Marines honor 15 killed in Iraq

By: DARRIN MORTENSON - Staff Writer | Tuesday, December 2, 2003 10:18 PM PST

The haunting notes of "Taps" sounded one more time Tuesday at Miramar Marine Corps Air Station as Marines and family gathered to remember 15 men of the 3rd Marine Aircraft Wing who died during the invasion and occupation of Iraq.

The 45-minute ceremony in front of the air wing's headquarters was a salute to their sacrifice and an opportunity for family members of those lost in war to meet the men and women their loved ones served with.

"The 15 Marines whose sacrifice we honor this day didn't pay just any price, and their families gathered here among us haven't borne just any burden," said Maj. Gen. James Amos, the unit's commander. "Each has given our country a full measure of sacrifice. There is simply nothing left for them to give."

About 1,000 Marines and 75 friends and family members attended the 10 a.m. ceremony.

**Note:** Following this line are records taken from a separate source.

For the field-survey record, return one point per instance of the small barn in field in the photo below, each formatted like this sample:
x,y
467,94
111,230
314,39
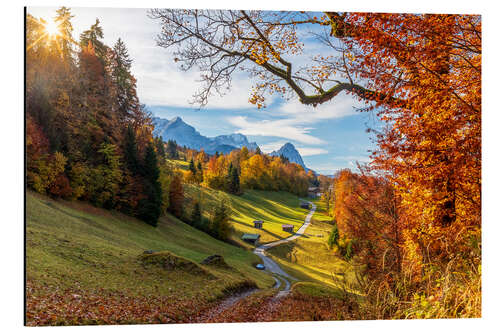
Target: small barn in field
x,y
251,238
314,192
304,205
258,224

A huge American flag flapped gently behind the row of inverted rifles capped with Kevlar or airmen's helmets. An empty pair of boots topped with a name plate marked each Marine's memorial.

"The 15 sets of rifles and helmets and boots arrayed before you are solely symbolic," the general said. "They are tangible reminders of a battle for liberty that began in a country halfway around the world eight and a half months ago."

Media were corralled and kept at arms length from the families and the service members who were closest to the fallen Marines, allowing few personal details of the fallen Marines to escape the parade field.

The ceremony was solemn, spare and official.

Marines said they came to honor their friends and comrades and remember the six fateful days that took them away.

March 21

On the opening day of the ground invasion, four Marines from HMM-268 "Red Foxes" were ferrying British commandos in a CH-46 Sea Knight helicopter along the Faw Peninsula when the copter crashed just south of Basra. All eight British soldiers, and all four Marine pilots and crew died in the crash, including Maj. Jay Aubin, 36, of Waterville, Maine; Capt. Ryan Beaupre, 30, of Bloomington, Ill.; Staff Sgt. Kendall Waters-Bey, 29, of Baltimore, Md; and Cpl. Brian Kennedy, 25, of Houston, Texas.

March 24

Lance Cpl. Thomas Blair, 24, of Broken Arrow, Okla., was killed in a firefight near An Nasiriyah. Blair was part of the East Coast based 2nd Low Altitude Air Defense Battalion attached to the 3rd Air Wing.

March 28

Sgt. Fernando Padilla Ramirez, 26, of San Luis, Ariz., died after his convoy of helicopter support crews was ambushed during a movement between the towns of Qalat Sukkar and As Shatra.

March 30

Capt. Aaron Contreras, 31, of Sherwood, Oregon, Sgt. Michael Lalush, 23, of Troutville, Va., and Sgt. Brian McGinnis, 23 of St. Georges, Del., were killed when their UH-1N Huey helicopter crashed during a refueling and resupply mission near Jaliba air base in southern Iraq.

April 4

Capt. Benjamin Swammis, 29, of Rohoboth, Mass., and Capt. Travis Ford, 30, of Ogalala, Neb., died when their AH-1W Super Cobra attack helicopter was shot down during combat near Aziziyah, a town on the Tigris River southeast of Baghdad.

May 19

Four members of HMM-364 "Purple Foxes" were lifting off the ground in a CH-46 to support a security operation when the copter crashed into a canal near Al Hillah. The pilots, Capt. Andrew LaMont, 31, of Eureka, Calif., and Capt. Timothy Ryan, and crew members Staff Sgt. Aaron White, 27, of Shawnee, Okla., and Lance Cpl. Jason Moore, 21, of San Marcos, were killed in the accident.

After the ceremony Tuesday ---- which concluded with three helicopter flyovers and a 21-gun salute ---- families and friends mingled around the memorials of empty boots, rifles and helmets.

Some wept, many embraced and talked about the men they lost.

Dressed in a white- and-pink-flowered dress, a small girl of about 3 stood before the marker of Sgt. Ford. A woman in black draped the Marine's dog tags over the girl's tiny neck as she played in the grass.

Another boy slipped the dog tags of Staff Sgt. Waters-Bey off the pistol grip of the rifle marking his memorial and hooked its chain over his head to drape down his white dress shirt. Afterwards, he walked silently away from the field with other family members.

Before leaving, Amos warned the families that there would be more sacrifice to come.

"The fighting is not over," Amos said. "Family members that are here with us today, you need to know that the Marines are going back to Iraq. And we're going back in to finish the work that your loved ones began."